For decades, Washington has addressed its most intractable policy deadlocks by appointing blue ribbon commissions to try to resolve the differences – almost always with the same disappointing results.
The Greenspan Commission, for example, created in 1982 to seek a bipartisan plan to avert the threatened bankruptcy of Social Security, spun its wheels for nearly a year until President Ronald Reagan and Democratic House Speaker Thomas (Tip) O’Neill stepped in to push through a compromise that saved the day. Former Democratic Senator Bob Kerrey of Nebraska wrangled a promise from President Bill Clinton in 1993 to support a commission on entitlement reform, but its recommendations were largely ignored.
The bipartisan National Commission on Fiscal Responsibility and Reform, or Simpson-Bowles, initiated by President Obama in 2010, fell short later that year in mustering the super majority of its members to submit a $4 trillion deficit reduction plan to Congress for approval. And on Wednesday, Rep. Kevin Brady, R-Tex., chairman of the Joint Economic Committee, introduced a bill to create a commission to examine U.S. monetary policy, evaluate alternative monetary regimes, and recommend legislation “to establish a course for monetary policy going forward.”
After all this, Sen. Richard J. Durbin of Illinois, the second ranking Democrat in the Senate, thinks yet another commission is in order – this one to again tackle the growing insolvency of the Social Security trust fund. Durbin said Wednesday during a breakfast hosted by the Wall Street Journal that he will soon unveil a plan to create a bipartisan panel to recommend to Congress measures to guarantee the solvency of the retirement program for the next 75 years.
The new panel would strongly resemble the structure of the presidential commission co-chaired by former Senator Alan Simpson, R-Wyo., and former Democratic White House chief of Staff Erskine Bowles. The Republican and Democratic members would be given a few months to devise a proposal to be submitted to the House and Senate for an expedited review and vote. Lawmakers would be able to offer substitutes to the commission’s proposal, provided it meets the same test of 75-year solvency.
Durbin said there are a number of promising proposals for reining in the cost of Social Security, while also preserving the underlying benefits and programs. Those provisions include gradually raising the age of eligibility by a year and adopting a less generous Labor Department formula for determining cost-of-living adjustments.

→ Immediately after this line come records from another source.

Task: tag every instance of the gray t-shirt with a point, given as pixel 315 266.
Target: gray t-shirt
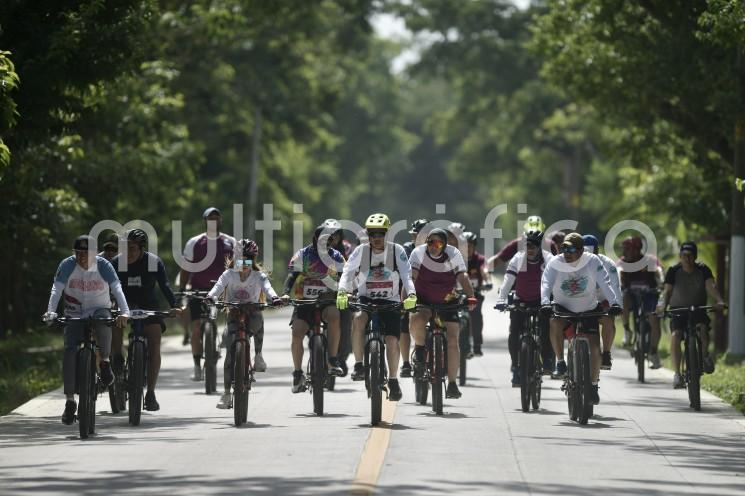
pixel 689 288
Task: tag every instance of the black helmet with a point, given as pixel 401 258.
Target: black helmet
pixel 137 236
pixel 417 226
pixel 248 248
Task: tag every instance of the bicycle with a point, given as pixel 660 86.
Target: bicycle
pixel 317 376
pixel 693 353
pixel 642 328
pixel 578 381
pixel 87 381
pixel 435 361
pixel 208 335
pixel 376 371
pixel 135 371
pixel 530 361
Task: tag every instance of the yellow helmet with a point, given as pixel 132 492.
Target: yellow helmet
pixel 378 221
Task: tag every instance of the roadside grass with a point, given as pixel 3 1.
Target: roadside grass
pixel 30 364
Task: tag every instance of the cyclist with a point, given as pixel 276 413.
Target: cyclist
pixel 138 284
pixel 381 267
pixel 686 285
pixel 307 279
pixel 243 281
pixel 524 273
pixel 573 278
pixel 436 269
pixel 195 251
pixel 641 279
pixel 405 339
pixel 607 322
pixel 480 281
pixel 87 281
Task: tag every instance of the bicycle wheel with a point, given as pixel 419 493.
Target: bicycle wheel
pixel 376 384
pixel 210 359
pixel 692 353
pixel 584 382
pixel 317 371
pixel 84 372
pixel 240 391
pixel 136 380
pixel 438 372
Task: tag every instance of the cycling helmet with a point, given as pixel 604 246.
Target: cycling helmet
pixel 417 226
pixel 534 223
pixel 248 248
pixel 534 237
pixel 137 236
pixel 378 221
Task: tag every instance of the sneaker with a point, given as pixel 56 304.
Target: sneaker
pixel 298 381
pixel 515 377
pixel 708 365
pixel 68 416
pixel 151 404
pixel 655 359
pixel 677 381
pixel 358 374
pixel 334 367
pixel 606 361
pixel 394 390
pixel 452 391
pixel 226 401
pixel 560 371
pixel 197 375
pixel 107 376
pixel 594 396
pixel 259 363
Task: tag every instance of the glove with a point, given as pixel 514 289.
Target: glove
pixel 614 310
pixel 342 300
pixel 410 302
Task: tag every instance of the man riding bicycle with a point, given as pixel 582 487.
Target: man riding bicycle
pixel 87 281
pixel 378 266
pixel 686 285
pixel 573 278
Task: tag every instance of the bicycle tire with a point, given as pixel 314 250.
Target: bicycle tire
pixel 136 380
pixel 240 391
pixel 526 370
pixel 84 372
pixel 438 369
pixel 210 361
pixel 317 371
pixel 376 384
pixel 694 372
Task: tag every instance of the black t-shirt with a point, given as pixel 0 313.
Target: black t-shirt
pixel 138 283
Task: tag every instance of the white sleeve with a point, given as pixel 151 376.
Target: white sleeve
pixel 121 301
pixel 351 268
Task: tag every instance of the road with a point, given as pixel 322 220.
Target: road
pixel 643 439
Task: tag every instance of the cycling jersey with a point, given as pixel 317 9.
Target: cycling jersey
pixel 248 291
pixel 525 275
pixel 573 285
pixel 138 282
pixel 308 272
pixel 378 275
pixel 86 290
pixel 196 250
pixel 437 277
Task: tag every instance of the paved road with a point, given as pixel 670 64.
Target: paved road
pixel 643 439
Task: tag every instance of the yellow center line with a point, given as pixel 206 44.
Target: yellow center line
pixel 373 456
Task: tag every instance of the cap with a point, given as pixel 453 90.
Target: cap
pixel 211 211
pixel 573 240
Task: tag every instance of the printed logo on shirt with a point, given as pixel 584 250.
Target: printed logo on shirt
pixel 574 286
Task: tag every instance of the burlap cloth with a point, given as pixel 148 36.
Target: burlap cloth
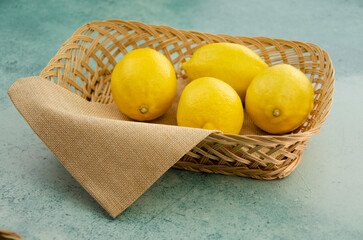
pixel 113 158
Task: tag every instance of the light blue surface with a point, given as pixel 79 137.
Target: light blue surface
pixel 321 199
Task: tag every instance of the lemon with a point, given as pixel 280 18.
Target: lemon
pixel 232 63
pixel 210 103
pixel 143 84
pixel 280 99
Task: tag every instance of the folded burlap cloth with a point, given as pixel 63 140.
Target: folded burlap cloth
pixel 113 158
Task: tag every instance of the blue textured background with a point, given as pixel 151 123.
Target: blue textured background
pixel 321 199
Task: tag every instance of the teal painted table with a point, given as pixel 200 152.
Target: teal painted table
pixel 321 199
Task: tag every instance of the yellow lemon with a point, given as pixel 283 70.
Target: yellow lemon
pixel 232 63
pixel 143 84
pixel 212 104
pixel 280 99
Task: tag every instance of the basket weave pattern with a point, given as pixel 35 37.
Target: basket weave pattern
pixel 85 62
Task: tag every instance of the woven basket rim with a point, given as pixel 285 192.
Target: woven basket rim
pixel 295 136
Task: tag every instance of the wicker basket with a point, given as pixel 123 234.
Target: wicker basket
pixel 85 61
pixel 9 235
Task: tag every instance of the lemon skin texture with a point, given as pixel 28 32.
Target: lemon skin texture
pixel 143 84
pixel 280 99
pixel 212 104
pixel 232 63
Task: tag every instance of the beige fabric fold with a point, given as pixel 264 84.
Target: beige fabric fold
pixel 114 159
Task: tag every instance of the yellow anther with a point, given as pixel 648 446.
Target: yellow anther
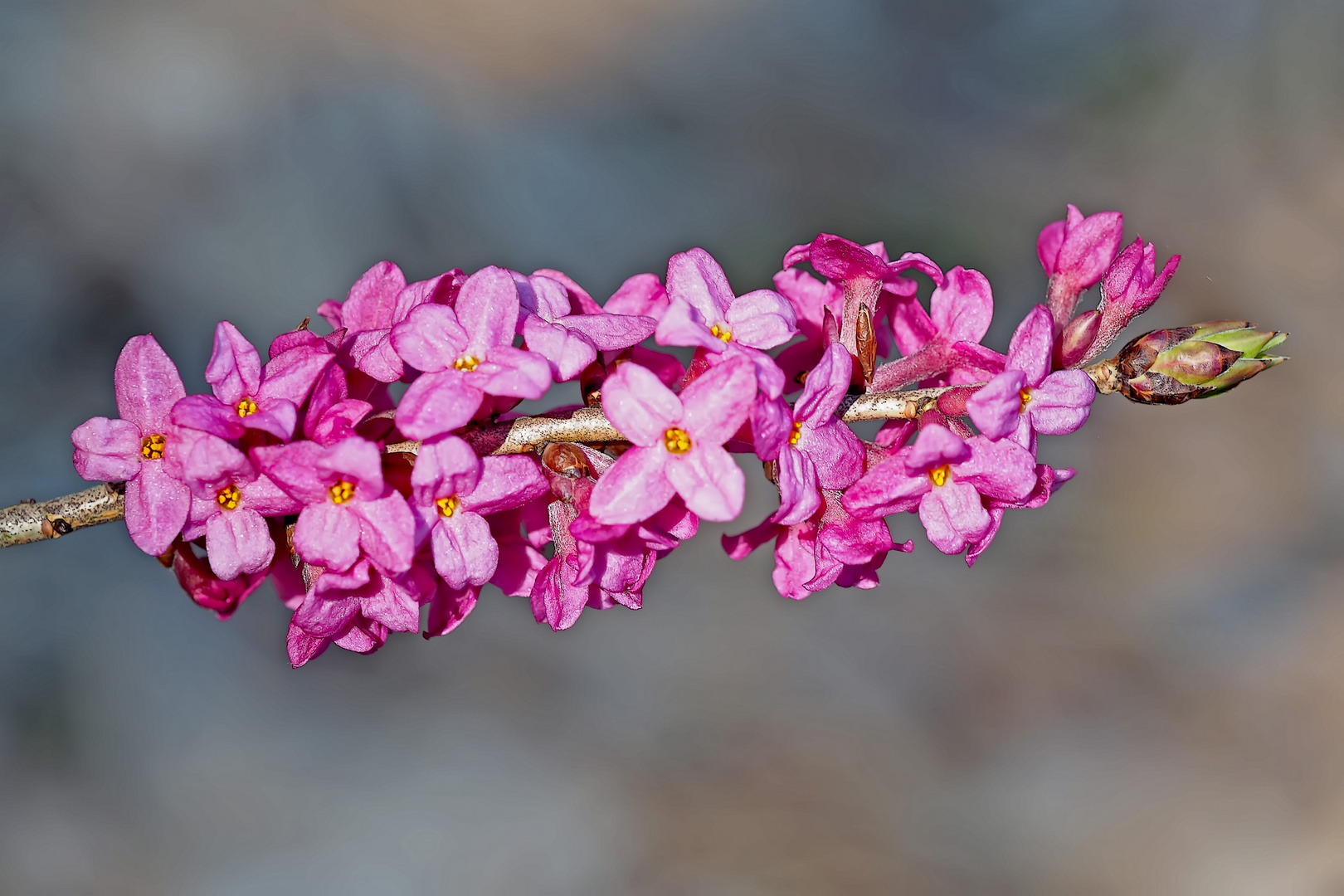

“At the end of the day, we may not agree on anything and we may not be able to push one from the Senate to the House or vice versa,” Durbin said. “But that, to me, is a thoughtful way, a sensible way to do it, and say it is separate from the deficit/debt debate, but still we’re going to do it.”
THE THIRD RAIL OF POLITICS
Social Security, a bedrock of many seniors’ retirement portfolio, has long been considered the Third Rail of politics – touch it and you die. About 157 million Americans pay Social Security taxes and 56 million collected monthly benefits in 2012. About one household in four receives income from Social Security. The average benefit in January 2012 was $1,230 a month for retired workers.
Since Congress and the reform commission headed by former Federal Reserve Board Chairman Alan Greenspan tackled the system’s last big problem in 1983, Republicans and Democrats alike have generally steered clear of any serious effort to tamper with the program.
Today, Social Security, essentially a pay-as-you-go program, is by no stretch of the imagination in as bad shape as it was during the early days of the Reagan administration, when the trust fund faced imminent bankruptcy. Nonetheless, the retirement program’s expenditures have begun running ahead of its non-interest income.
Last April, the Social Security Trustees estimated that, absent policy changes, the combined Social Security trust funds would be exhausted in 2033 — three years earlier than they had forecast in the previous year’s report. After 2033, Social Security could pay three-fourths of scheduled benefits using its tax income even if policymakers took no steps to shore up the program.
The deficit of non-interest income relative to expenditures was about $49 billion in 2010 and $45 billion in 2011. The Trustees project it will average about $66 billion between 2012 and 2018, and then rise steeply as the economy slows after the recovery is complete and the number of beneficiaries keeps growing at a substantially faster rate than the number of workers who contribute.
Despite the president’s new charm offensive to try to win over support of some rank-and-file Republicans, Durbin says the chances of Obama and Congress reaching agreement this year on a “Grand Bargain” of deficit reduction and Medicare and tax reform are slim. House Republicans and congressional Democrats, for example, are far apart over ways to overhaul Medicare in order to slow spending. Without such a deal, he said, the next best thing would be a push to address Social Security’s long-term financial headaches.
In terms of the degree of difficulty, he said, “Social Security is simple math. Medicare is advanced calculus.”